Most people will probably never meet their Google Twin. Some are only children. And some, like Thompson, have so many twins that it’s not even worth it to care. Unless, of course, one of them is stealing your identity.

But those with an unusual but not-too-unusual name know all about their twins, and they develop odd little relationships with them whether their duplicates know it or not.

Sometimes, we’ve got nothing but love for them. Sacramentans Aleta Carpenter and Amy McAllaster, for example, feel a certain affinity for their digital doppelgangers because they share unusual names and spellings.

Sometimes, we wish they would keep their distance.

Karen Sandler, a 52-year-old novelist from Cameron Park, Calif., is slightly bitter at her Google Twin, who snapped up the preferable domain name and stuck her with a dreaded dot-net address.

And sometimes, we’re downright resentful of these impostors who have stolen the glory that is rightfully ours.

“I started to get angry at my Google Twin,” Roush says. “What right did she have to be more popular than me?”

No right at all, she ultimately decided, and began bombarding her own Web site with hits in an attempt to outrank a twin who, in her mind, had begun to qualify as evil.

OK, so now it’s starting to feel a little like sibling rivalry. But, even stranger than the way we feel about our Google Twins is how much we sometimes have in common with them.

The Gold River Lynn Keane is a triathlete. So is the East Coast Lynn Keane and the sports psychologist Lynn Keane.

The Sacramento Jeff Byrd attended the same college at the same time as the Florida Jeff Byrd, and both have three sons the same age.

And the Mary Watanabe of Elk Grove, Calif., like the Mary Watanabe who works at Stanford University, is white but has a Japanese surname by marriage. And — get this — they both have red hair.

Whether these similarities are pure coincidence or the mysterious workings of fate is, of course, up for debate. But for his money, Thompson is going with the former.

Some people might be looking for a parallel, he says, or could even be distantly related to the person who shares their name.

But in the end, Google and the Internet have widened our concept of community and given us access to unprecedented information, enabling us to make connections that would never have been possible before.

“As humans, we may be (as individual as) snowflakes,” Thompson says. “But an awful lot of us have the same name.”

Feeling just a little jealous that your Google Twin is outranking you? Hey, they say a little sibling rivalry is healthy.

But, say you just happened to know a few tricks that would allow you to take your rightful place at the top of the hit list. That wouldn’t hurt anyone, right?

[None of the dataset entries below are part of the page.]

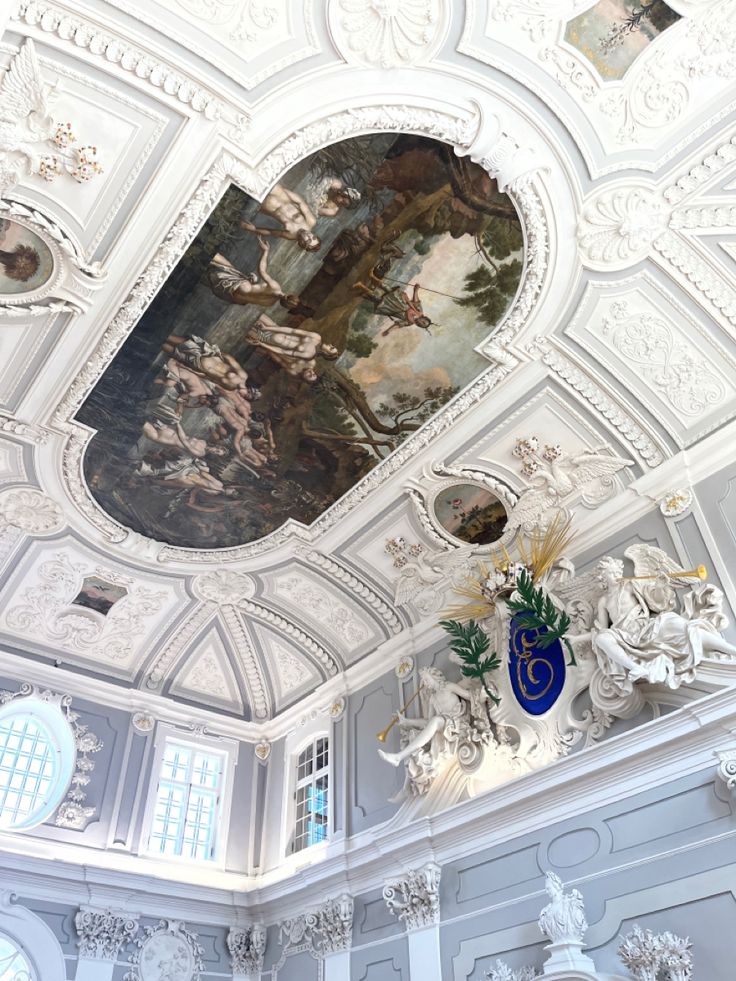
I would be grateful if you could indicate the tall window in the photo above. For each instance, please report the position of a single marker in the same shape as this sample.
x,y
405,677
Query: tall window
x,y
188,809
13,964
312,794
37,755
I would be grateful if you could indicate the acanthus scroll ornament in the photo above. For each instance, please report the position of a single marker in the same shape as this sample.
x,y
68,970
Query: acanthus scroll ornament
x,y
247,946
103,932
415,898
31,511
387,33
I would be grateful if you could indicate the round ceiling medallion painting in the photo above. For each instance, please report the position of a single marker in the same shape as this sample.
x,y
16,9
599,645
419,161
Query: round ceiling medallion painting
x,y
166,957
471,514
300,340
26,263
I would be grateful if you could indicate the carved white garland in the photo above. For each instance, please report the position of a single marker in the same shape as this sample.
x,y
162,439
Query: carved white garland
x,y
103,44
459,130
103,932
158,935
72,812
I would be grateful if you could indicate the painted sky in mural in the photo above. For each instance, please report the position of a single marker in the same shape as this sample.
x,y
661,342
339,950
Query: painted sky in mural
x,y
299,341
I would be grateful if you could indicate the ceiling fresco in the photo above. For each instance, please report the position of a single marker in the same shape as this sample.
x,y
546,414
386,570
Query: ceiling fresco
x,y
299,341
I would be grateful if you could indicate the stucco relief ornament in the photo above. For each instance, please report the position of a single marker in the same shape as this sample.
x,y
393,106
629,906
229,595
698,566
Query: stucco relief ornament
x,y
563,921
247,946
31,511
558,478
502,972
166,952
103,932
387,33
31,142
415,898
651,956
618,227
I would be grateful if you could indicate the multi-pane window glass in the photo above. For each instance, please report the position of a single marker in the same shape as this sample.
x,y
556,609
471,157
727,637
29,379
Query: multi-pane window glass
x,y
13,965
28,770
187,807
312,794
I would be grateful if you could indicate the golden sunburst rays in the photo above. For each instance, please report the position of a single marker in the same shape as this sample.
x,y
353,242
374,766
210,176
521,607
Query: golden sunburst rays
x,y
495,576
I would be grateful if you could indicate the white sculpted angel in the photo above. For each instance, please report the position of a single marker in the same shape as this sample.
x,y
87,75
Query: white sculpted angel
x,y
554,476
638,634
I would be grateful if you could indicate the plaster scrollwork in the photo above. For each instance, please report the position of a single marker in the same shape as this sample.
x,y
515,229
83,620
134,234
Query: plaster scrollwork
x,y
169,950
675,369
415,897
387,33
31,511
247,946
103,932
48,608
618,226
324,930
86,34
651,956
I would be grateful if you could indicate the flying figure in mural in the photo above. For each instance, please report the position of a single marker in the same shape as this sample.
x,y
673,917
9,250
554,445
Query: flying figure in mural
x,y
258,288
392,302
292,212
293,349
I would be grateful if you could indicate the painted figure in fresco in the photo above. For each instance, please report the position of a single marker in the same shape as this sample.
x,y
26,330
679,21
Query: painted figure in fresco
x,y
293,349
338,196
206,359
448,703
292,212
638,635
260,289
392,302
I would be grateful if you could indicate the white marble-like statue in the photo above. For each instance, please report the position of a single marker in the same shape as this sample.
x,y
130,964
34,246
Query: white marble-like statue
x,y
452,714
637,632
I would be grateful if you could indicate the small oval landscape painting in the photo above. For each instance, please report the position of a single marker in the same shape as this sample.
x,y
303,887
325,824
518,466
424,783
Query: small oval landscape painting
x,y
471,514
26,263
300,340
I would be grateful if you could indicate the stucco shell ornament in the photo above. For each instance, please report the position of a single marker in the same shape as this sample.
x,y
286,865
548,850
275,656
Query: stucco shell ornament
x,y
296,353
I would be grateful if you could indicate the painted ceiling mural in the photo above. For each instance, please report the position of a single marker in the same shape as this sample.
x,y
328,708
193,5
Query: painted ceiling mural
x,y
299,341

Like, maybe if you got a couple of pointers on how to best position yourself for search-engine supremacy so that you can become the Google VIP you know you are deep down inside — there’s nothing wrong with that, right?

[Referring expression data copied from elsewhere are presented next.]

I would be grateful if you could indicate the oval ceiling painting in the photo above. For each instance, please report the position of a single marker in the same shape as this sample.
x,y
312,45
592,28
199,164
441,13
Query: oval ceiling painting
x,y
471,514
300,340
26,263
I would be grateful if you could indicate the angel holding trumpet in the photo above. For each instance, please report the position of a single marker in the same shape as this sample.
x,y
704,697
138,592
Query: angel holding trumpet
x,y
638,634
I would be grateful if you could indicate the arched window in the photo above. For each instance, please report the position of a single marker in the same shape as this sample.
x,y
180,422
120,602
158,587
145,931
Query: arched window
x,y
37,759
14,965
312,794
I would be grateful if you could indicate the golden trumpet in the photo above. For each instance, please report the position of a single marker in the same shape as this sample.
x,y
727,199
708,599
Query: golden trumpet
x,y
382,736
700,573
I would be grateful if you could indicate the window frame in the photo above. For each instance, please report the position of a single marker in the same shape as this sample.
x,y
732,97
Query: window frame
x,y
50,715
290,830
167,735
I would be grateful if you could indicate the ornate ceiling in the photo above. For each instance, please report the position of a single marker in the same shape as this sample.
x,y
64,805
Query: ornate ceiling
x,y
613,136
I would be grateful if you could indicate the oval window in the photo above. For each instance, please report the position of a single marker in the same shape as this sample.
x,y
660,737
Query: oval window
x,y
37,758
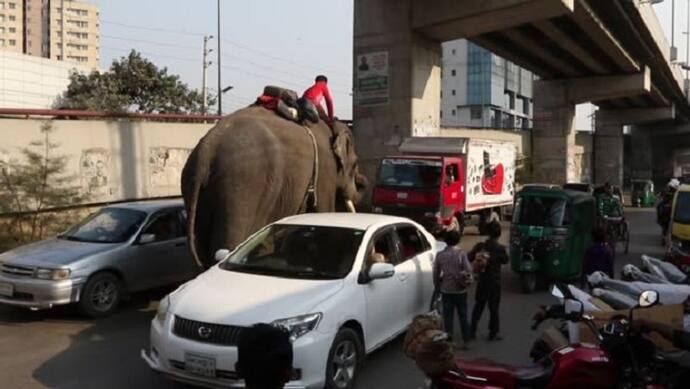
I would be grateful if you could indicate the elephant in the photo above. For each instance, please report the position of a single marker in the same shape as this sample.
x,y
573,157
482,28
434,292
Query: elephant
x,y
254,167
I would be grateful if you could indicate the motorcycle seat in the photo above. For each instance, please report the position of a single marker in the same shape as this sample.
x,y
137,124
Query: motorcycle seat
x,y
531,376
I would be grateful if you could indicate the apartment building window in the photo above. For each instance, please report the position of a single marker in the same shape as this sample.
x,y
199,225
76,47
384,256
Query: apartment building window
x,y
475,113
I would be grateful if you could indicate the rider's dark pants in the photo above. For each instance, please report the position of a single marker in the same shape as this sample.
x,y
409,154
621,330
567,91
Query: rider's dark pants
x,y
487,293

And after all, if Fred Gleeck of www.thegoogleexpert.com is just going to give away these very handy tips for getting a little more Google love, you could hardly avert your eyes and stop reading, right?

Right?

Here’s what he says:

  • Get your own Web site, complete with a yournamehere.com address. Gleeck recommends his own www.ultracheapdomains.com to get the party started.
  • If you want a high Google ranking, you probably should have already done that, since Google rewards sites that have been around longer.
  • If your Google Twin has already underhandedly claimed the address, add a “The” in front of your domain name to distinguish yourself as the real deal.
  • Once you get your site, load it up with tons of information. Google figures that a dense, information-packed site is worth more than a one-pager with a picture of you and your dog.
  • Don’t make your site overly saleslike. Google puts a higher premium on the informational than the commercial.
  • Make sure a lot of other Web sites are linking to you, but also make sure they’re relevant to what you do. If you’re a beekeeper, say, and are linked to other beekeeping sites, it’s better than if you’re a beekeeper linked to sites about Britney Spears.